Because of the sum in each table, I was able to achieve by splitting sum into separate queries:
var q1 = tblWareHouses.AsEnumerable()
.GroupBy(r => r.ProductID)
.Select(a => new
{
ProductID = a.Key,
Amount = a.Sum(r => r.Amount)
}).ToList();
var q2 = tblStores.AsEnumerable()
.GroupBy(r => r.ProductID)
.Select(a => new
{
ProductID = a.Key,
Amount = a.Sum(r => r.Amount)
}).ToList();
var q3 = (from d in q1
join s in q2 on d.ProductID equals s.ProductID
group new {d, s} by d.ProductID
into v
select new
{
ID = v.Key,
WareHouseAmount = v.Sum(x => x.d.Amount),
StoreAmount = v.Sum(x => x.s.Amount),
}).ToList();
OUTPUT:
Join will most likely work like cartesian join between rows with the same ProductID, so it produces wrong results. I'd try to abandon join and grouping and use Zip()

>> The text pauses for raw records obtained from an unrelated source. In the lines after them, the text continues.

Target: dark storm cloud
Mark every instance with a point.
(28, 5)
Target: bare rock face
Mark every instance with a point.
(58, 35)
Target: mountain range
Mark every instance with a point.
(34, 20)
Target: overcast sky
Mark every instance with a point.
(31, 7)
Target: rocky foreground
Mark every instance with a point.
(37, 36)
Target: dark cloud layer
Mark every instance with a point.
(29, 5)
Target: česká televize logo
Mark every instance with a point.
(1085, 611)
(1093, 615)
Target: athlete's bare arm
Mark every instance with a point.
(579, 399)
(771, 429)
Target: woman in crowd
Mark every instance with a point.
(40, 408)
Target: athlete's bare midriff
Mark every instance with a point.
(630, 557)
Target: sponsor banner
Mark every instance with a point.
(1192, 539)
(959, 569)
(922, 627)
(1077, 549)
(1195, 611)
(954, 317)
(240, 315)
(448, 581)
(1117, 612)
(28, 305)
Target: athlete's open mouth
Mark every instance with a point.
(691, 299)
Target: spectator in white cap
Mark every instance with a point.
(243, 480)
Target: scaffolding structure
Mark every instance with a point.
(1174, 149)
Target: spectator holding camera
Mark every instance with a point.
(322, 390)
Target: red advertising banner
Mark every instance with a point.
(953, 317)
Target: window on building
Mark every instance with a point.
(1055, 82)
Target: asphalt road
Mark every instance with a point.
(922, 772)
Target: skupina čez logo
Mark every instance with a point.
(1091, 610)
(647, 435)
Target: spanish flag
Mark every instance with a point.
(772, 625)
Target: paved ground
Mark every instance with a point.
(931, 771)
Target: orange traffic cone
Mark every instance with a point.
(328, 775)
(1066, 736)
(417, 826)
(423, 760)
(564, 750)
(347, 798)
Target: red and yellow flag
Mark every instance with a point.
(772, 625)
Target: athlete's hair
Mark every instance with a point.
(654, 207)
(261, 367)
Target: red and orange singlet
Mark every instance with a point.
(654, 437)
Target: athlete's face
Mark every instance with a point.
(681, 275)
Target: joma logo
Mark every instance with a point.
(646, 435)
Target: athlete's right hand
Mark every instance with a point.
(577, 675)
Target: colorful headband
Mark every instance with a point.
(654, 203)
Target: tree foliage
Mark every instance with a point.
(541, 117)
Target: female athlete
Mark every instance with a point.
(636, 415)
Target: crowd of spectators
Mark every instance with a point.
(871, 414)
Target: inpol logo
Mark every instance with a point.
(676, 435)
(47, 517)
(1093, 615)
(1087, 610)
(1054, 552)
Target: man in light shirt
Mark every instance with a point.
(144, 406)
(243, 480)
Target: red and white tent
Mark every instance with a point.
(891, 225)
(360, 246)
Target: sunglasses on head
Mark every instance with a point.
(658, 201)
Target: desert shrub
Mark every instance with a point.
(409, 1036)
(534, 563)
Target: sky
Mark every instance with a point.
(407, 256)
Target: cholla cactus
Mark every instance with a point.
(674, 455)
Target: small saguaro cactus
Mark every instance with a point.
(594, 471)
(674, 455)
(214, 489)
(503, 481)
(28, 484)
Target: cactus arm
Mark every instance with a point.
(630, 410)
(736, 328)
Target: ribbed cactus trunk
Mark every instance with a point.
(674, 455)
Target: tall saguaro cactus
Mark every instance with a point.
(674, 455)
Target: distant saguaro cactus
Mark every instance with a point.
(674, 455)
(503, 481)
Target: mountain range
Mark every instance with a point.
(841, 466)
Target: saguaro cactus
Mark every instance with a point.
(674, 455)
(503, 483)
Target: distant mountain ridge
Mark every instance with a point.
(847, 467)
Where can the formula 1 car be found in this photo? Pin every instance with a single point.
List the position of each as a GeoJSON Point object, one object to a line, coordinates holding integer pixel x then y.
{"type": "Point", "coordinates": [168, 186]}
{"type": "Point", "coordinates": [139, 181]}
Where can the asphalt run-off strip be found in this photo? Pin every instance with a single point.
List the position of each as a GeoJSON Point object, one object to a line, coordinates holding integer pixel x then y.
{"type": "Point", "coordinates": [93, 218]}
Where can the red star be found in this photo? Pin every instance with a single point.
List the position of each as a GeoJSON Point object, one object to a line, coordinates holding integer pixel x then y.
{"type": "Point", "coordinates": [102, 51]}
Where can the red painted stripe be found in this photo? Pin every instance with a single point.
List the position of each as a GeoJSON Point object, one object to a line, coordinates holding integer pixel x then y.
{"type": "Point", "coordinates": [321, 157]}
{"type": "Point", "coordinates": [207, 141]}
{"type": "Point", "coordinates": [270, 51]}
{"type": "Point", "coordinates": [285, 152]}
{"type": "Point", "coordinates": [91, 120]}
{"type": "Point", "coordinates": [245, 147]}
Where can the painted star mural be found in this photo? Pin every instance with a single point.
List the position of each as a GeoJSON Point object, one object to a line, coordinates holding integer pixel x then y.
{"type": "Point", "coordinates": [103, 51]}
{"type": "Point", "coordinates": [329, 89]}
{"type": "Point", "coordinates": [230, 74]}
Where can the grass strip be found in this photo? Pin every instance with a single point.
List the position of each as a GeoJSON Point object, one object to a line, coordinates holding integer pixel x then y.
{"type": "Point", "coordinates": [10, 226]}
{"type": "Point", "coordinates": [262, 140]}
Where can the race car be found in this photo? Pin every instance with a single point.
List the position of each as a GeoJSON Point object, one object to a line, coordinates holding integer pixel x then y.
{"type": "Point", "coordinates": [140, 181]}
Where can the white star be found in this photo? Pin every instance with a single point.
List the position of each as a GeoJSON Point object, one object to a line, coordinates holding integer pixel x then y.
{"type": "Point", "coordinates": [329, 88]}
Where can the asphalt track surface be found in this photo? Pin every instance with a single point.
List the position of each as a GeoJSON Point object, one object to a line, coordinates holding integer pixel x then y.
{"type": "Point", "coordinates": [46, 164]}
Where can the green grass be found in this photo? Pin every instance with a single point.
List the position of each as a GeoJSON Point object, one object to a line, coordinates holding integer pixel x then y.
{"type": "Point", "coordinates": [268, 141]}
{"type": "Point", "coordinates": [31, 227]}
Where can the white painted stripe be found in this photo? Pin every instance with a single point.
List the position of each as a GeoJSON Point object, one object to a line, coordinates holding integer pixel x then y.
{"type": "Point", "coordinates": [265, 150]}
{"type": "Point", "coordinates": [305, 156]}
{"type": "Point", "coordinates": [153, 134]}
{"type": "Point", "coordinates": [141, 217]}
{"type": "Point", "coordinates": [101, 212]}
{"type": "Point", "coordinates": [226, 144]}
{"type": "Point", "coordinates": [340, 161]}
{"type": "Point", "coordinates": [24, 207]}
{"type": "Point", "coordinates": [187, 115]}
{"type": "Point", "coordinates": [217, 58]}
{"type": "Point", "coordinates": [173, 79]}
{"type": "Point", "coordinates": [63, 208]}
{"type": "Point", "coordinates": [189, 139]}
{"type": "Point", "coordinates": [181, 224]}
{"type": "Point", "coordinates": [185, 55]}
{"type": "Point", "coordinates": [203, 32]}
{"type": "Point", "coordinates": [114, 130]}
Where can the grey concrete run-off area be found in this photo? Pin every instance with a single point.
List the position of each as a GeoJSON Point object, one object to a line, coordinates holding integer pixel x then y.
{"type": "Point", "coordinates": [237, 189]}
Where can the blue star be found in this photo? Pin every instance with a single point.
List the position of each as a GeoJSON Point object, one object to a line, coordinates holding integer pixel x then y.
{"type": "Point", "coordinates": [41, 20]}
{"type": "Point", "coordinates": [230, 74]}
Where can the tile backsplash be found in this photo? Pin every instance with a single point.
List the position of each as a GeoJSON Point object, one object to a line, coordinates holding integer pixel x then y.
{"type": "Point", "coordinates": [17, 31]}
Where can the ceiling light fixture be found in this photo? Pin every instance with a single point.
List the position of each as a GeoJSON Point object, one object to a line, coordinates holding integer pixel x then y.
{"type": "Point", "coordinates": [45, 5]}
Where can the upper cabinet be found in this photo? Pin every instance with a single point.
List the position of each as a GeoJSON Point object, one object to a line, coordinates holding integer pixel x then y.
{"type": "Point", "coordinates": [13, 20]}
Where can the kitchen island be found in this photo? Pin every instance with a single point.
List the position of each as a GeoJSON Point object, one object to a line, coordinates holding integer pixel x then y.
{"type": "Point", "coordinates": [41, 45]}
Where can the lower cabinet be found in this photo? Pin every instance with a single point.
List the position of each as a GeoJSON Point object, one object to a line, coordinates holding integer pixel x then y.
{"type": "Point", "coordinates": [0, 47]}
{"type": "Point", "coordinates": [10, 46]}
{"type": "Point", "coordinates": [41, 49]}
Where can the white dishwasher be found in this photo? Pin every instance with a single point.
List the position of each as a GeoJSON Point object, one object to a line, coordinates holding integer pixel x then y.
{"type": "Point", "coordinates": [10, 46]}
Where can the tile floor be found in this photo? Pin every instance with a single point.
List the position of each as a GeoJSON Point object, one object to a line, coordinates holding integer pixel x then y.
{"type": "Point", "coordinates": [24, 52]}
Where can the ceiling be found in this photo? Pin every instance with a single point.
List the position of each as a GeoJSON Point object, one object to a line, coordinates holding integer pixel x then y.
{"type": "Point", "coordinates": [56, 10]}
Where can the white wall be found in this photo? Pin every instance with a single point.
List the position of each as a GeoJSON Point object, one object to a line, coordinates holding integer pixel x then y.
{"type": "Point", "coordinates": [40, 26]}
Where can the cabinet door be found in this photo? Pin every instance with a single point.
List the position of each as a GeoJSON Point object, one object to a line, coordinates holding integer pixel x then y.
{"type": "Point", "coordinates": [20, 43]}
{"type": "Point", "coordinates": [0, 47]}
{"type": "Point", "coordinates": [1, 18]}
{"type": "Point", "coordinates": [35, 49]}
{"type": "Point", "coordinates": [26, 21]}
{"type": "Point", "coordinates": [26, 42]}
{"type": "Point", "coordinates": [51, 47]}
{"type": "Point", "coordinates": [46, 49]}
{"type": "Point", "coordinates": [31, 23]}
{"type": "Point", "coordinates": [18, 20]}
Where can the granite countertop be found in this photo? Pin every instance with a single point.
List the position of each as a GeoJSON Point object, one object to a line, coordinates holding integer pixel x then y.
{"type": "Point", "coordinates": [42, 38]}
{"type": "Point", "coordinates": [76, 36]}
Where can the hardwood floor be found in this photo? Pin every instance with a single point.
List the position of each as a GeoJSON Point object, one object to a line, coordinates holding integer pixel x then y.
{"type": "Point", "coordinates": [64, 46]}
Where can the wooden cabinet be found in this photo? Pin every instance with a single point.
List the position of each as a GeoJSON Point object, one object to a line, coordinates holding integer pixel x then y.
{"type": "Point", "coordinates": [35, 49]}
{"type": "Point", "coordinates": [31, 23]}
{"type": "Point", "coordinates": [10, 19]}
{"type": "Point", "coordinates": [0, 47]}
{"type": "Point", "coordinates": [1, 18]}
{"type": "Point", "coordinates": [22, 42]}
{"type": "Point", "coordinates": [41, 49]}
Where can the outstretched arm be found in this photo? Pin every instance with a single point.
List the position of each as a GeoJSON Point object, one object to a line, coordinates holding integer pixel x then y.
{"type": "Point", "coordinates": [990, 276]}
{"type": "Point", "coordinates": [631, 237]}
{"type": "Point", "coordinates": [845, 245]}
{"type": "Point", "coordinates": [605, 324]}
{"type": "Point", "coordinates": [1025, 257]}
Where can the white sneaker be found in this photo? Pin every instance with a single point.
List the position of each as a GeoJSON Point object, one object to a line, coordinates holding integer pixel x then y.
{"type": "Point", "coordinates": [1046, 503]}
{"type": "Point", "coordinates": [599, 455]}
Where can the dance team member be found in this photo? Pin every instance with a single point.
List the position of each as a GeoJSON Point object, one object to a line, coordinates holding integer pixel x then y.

instead. It takes corresponding rows from both collections joins then together with new result. It's far from ideal solution, since it most likely will evaluate inside computer's memory. I think you can avoid this with sql, but each table needs to be projected to a collection containing row number first (ie. using RANK
function), then join needs to be on this row number.